Anathem - Neal Stephenson

  • Thoughts
    • It was very hard initially to understand the book because of the nature of vocabulary used; author inventing new words for things that exist in the Earth. First few chapters were very slow, often needing re-read to understand the contexts.
    • Once I started to understand the plotline as it progressed, I loved the chapters and characters. Based on the alternate fiction that closely resembles “Earth”, I loved every bits of it that touch upon different philosophical aspects of the world, existence and nature of things around. Sometimes it goes towards cosmic scale and other times quantum level. Some thought experiments are very interesting, particulaly when talking about bat-fly-worm.
    • I had no idea eventually the storyline would converge around alien spaceship and parallel universe (polycosm). It took me by surprise and the ending also provides closure to that idea.
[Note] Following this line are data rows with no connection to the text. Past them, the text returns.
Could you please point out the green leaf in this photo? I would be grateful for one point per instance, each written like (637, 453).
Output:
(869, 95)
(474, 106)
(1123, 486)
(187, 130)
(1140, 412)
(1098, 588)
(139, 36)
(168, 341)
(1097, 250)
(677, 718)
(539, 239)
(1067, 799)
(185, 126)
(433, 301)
    • I think in all the book touches upon 2 distinct things: Objective Truth and Long-Term Thinking in a world distracted by noise and gadgets. And also no matter what: there exists things in the universe that are universal (eg: geometry).
      • The central philosophical conflict in the book is between two views:
        • The Procians (Rhetors): They believe truth is just a social construct. If you can talk people into believing something, it’s true. (This represents moral relativism or “fake news”).
        • The Halikaarnians (Incanters): They believe truth is objective and exists outside of us. Even if humans die out, the Pythagorean theorem is still true.